Я ничего не ответила. Меня это сейчас нисколько не занимало. Маргарита, взглянув на маршала, сказала почти негодующе:
–– Не стоит докучать мадам подобными разговорами, ваше сиятельство. И то, что мадам стошнило, – это не признак беременности, так случилось бы с любым нормальным человеком, который услышал бы ужасы, которые ваше сиятельство нынче рассказывали…

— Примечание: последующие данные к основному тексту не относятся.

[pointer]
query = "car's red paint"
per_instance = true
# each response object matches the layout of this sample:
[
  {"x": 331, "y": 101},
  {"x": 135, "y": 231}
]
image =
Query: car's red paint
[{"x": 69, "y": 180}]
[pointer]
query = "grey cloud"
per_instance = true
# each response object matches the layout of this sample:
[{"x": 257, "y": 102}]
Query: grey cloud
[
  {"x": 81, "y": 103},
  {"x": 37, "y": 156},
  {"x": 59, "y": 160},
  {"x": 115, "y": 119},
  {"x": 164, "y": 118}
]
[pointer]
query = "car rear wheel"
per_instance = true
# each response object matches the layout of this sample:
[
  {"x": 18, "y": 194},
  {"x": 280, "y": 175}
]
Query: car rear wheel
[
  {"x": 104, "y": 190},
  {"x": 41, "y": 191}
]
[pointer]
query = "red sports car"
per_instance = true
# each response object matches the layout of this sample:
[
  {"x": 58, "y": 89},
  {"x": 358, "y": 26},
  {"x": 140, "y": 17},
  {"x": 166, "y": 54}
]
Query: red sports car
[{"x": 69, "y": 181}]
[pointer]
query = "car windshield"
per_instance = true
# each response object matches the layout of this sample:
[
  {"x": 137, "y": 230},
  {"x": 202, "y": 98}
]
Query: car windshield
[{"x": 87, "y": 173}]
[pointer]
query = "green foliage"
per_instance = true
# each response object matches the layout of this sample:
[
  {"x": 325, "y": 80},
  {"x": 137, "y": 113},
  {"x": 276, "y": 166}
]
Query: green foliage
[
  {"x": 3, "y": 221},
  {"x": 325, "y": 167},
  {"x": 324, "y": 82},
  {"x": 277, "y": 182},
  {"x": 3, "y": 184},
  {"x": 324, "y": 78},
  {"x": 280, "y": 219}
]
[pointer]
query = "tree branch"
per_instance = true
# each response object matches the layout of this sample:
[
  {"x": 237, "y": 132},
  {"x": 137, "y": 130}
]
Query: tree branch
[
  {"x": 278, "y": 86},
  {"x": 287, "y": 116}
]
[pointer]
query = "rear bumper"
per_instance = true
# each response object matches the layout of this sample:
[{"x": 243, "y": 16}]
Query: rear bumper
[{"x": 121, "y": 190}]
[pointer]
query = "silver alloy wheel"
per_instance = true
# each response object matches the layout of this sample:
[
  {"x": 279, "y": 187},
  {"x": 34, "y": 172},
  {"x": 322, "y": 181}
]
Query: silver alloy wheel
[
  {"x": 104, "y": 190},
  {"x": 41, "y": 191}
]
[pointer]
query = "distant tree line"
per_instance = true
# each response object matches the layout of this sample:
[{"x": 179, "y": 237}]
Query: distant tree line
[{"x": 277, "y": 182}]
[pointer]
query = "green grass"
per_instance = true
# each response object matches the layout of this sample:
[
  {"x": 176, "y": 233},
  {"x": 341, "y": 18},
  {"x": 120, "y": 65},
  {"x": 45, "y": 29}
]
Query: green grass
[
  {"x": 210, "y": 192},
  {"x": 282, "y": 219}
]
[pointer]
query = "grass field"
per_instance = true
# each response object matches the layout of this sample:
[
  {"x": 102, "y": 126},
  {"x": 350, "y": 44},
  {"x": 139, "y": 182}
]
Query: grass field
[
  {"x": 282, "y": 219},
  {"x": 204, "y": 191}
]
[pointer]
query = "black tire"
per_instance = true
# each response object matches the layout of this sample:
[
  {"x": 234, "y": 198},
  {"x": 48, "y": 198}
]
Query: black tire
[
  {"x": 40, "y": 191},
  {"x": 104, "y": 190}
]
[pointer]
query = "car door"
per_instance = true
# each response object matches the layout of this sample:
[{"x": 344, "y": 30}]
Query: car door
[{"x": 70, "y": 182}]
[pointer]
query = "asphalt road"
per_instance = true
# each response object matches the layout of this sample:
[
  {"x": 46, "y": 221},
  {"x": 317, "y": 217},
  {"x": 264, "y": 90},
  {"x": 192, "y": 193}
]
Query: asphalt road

Я благодарно сжала ее руку. Конечно, богатства д’Эненов во многом от меня уплывут. Ну и черт с ними… В эту минуту совсем другие мысли посещали меня. Сколько мы с Эмманюэлем были женаты? Четырнадцать месяцев – даже не полных полтора года. В моей голове проносились обрывки воспоминаний. Вот робкий юноша заходит в мои покои в день венчания, а я, узнав о его затруднениях, с радостью отправляю его прочь. А вот наша поездка по Бургундии, по дороге в крепость Жу, – единственное, по сути, время, которое мы провели не ссорясь. Эмманюэль так заботился обо мне в этом путешествии, дарил букеты полевых цветов… Но это было недолго. Потом пошло-поехало: супружеские скандалы в Жу, моя раздражительность и постоянное желание сбежать от мужа, грандиозная зимняя ссора, когда Эмманюэль почти поймал меня с любовником… На эти воспоминания наслаивались нынешние кровавые сцены: человеческое сердце в букете белых гвоздик (зачем, зачем эти изверги носили сердце Фуллона в Ратушу?!), мертвое обезглавленное тело у меня в доме на столе.... и такая страшная тяжесть навалилась на меня, что я невольно согнулась, скукожилась, опустив голову едва ли не до колен.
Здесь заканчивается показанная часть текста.